Meski sudah berkali-kali berkunjung ke Switzerland atau Swiss, saya tak pernah berhenti berdecak kagum. Bukan kota-kota besarnya yang membuat saya terpesona –karena di mata saya terlihat hampir sama dengan kota-kota besar lain di Eropa — melainkan kota-kota kecilnya yang dikelilingi Pegunungan Alpen yang selalu berselimut salju.

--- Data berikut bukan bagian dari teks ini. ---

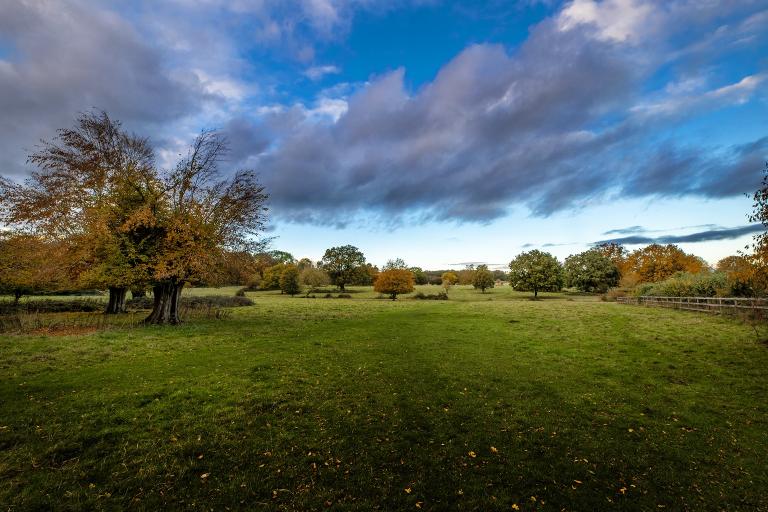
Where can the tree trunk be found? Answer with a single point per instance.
(166, 305)
(116, 300)
(137, 293)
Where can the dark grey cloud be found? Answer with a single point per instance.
(701, 236)
(547, 127)
(634, 230)
(66, 57)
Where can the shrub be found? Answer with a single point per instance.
(201, 302)
(7, 307)
(431, 296)
(685, 284)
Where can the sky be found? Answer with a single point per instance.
(440, 132)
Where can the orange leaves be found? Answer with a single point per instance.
(394, 281)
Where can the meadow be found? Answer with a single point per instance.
(481, 402)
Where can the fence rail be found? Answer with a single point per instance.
(716, 305)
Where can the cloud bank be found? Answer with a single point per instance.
(587, 109)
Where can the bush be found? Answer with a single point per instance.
(201, 302)
(613, 293)
(7, 307)
(431, 296)
(685, 284)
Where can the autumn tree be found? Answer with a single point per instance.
(314, 277)
(759, 256)
(342, 263)
(483, 278)
(201, 214)
(656, 262)
(466, 275)
(397, 263)
(289, 280)
(535, 271)
(394, 282)
(304, 263)
(591, 271)
(29, 264)
(450, 277)
(91, 183)
(419, 276)
(282, 257)
(742, 275)
(365, 275)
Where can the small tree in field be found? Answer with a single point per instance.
(535, 271)
(342, 264)
(451, 277)
(394, 282)
(591, 271)
(314, 277)
(289, 280)
(483, 278)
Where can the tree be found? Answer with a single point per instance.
(450, 277)
(419, 275)
(657, 262)
(91, 183)
(483, 278)
(759, 256)
(466, 275)
(200, 214)
(289, 280)
(394, 281)
(28, 264)
(591, 271)
(397, 263)
(742, 275)
(535, 271)
(271, 279)
(305, 263)
(282, 256)
(365, 275)
(314, 277)
(342, 264)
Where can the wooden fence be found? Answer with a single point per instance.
(715, 305)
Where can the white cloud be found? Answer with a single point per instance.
(316, 73)
(613, 20)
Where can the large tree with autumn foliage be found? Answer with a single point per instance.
(29, 264)
(200, 216)
(656, 262)
(91, 181)
(126, 224)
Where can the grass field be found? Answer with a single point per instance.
(483, 402)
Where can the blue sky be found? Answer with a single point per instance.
(435, 131)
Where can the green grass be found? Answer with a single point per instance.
(303, 404)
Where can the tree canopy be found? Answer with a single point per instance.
(128, 224)
(591, 271)
(342, 264)
(483, 278)
(394, 282)
(535, 271)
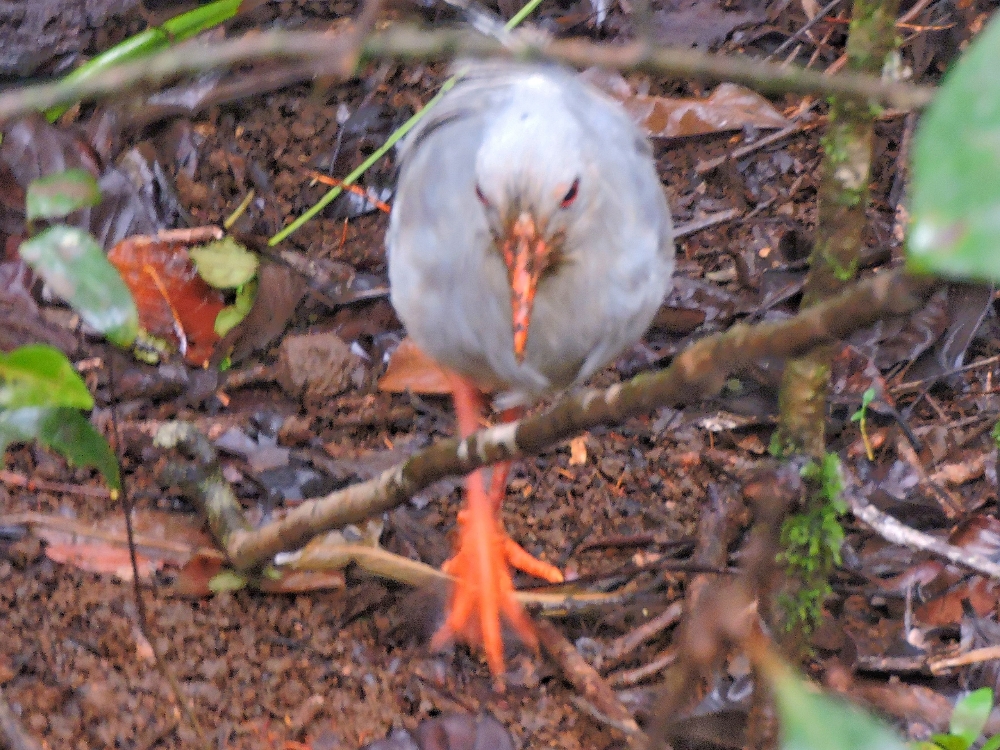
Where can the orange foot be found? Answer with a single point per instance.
(483, 588)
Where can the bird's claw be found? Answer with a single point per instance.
(483, 589)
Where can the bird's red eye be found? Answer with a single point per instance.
(571, 194)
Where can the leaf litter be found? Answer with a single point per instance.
(256, 663)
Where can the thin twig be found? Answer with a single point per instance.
(802, 30)
(976, 656)
(338, 55)
(590, 684)
(697, 372)
(896, 532)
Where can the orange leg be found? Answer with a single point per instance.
(481, 565)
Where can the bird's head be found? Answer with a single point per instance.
(531, 184)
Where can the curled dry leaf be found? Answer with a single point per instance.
(173, 301)
(411, 370)
(729, 107)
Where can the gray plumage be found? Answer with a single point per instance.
(522, 134)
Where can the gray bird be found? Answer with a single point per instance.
(529, 244)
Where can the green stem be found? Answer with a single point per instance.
(174, 30)
(405, 128)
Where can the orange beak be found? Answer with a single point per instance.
(526, 256)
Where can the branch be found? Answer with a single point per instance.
(698, 372)
(337, 54)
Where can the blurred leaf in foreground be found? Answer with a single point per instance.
(58, 195)
(955, 224)
(40, 375)
(76, 269)
(67, 432)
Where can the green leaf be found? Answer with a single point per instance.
(232, 315)
(971, 713)
(949, 742)
(74, 265)
(225, 264)
(227, 580)
(148, 41)
(58, 195)
(811, 720)
(955, 207)
(67, 432)
(39, 375)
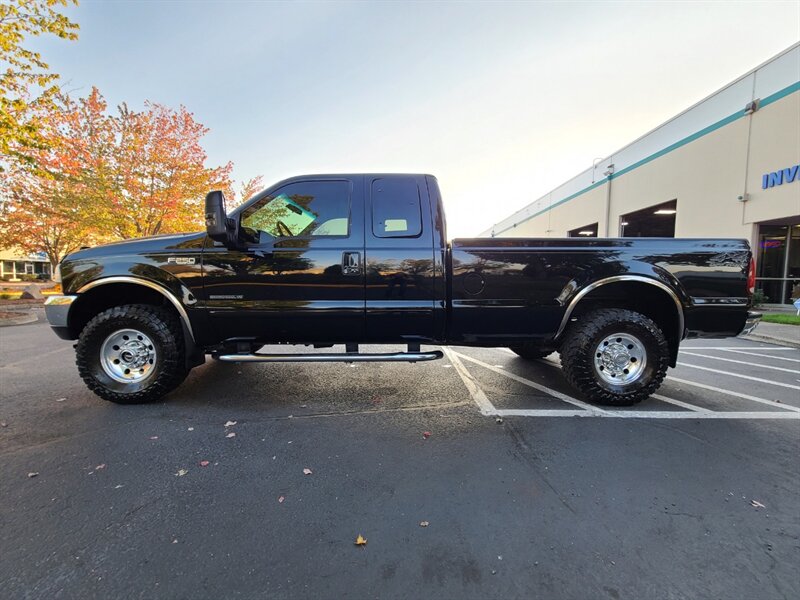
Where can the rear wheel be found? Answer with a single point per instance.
(530, 351)
(132, 354)
(615, 357)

Matterhorn, berselimut salju abadi
Rupanya Dewi Fortuna memang tengah berpihak pada kami. Tak hanya meminjamkan rumahnya, tuan rumah juga memberi kami tiket transportasi gratis untuk satu hari. Dan ketika kami siap ngeluyur, matahari bersinar cerah dan langit sangat biru dan bebas awan. Padahal di setiap musim peralihan (dari musim semi ke musim panas), cuaca di sini sering berubah-ubah. Hujan bisa turun tiga hari berturut-turut dan temperatur anjlok mencapai 4 derajat Celcius.
Pagi-pagi sekali kami naik bus ke Stasiun Richterswill, lalu naik kereta menuju Stasiun Zurich, dan terus berganti-ganti kereta selama 4 jam, sebelum akhirnya tiba di kota tujuan, Zermatt. Zermatt merupakan salah satu kota wisata yang paling populer di Eropa dan sepanjang tahun selalu ramai dipenuhi wisatawan. Di kiri-kanan jalan tampak deretan hotel, restoran, kafe, serta toko-toko suvenir. Di ujung jalan tampak gereja dan perpustakaan tua yang antik dan cantik.
Tujuan utama kami adalah Puncak Gornergrat. Untuk mencapai tempat itu, kami harus naik kereta khusus dengan tiket seharga 78 franc Swiss, bersama ratusan wisatawan lain. Sepanjang perjalanan yang memakan waktu satu jam itu, kami tak henti disuguhi pemandangan yang mengagumkan, termasuk rumah-rumah kayu tradisional yang cerobongnya mengeluarkan asap. Tanpa disadari, kota Zermatt sudah berada nun di bawah sana, karena kami sudah berada di ketinggian 2000 mdpl. Kereta berjalan perlahan sembari terus menanjak sehingga memudahkan para penumpang mengambil gambar dengan kamera atau video cam.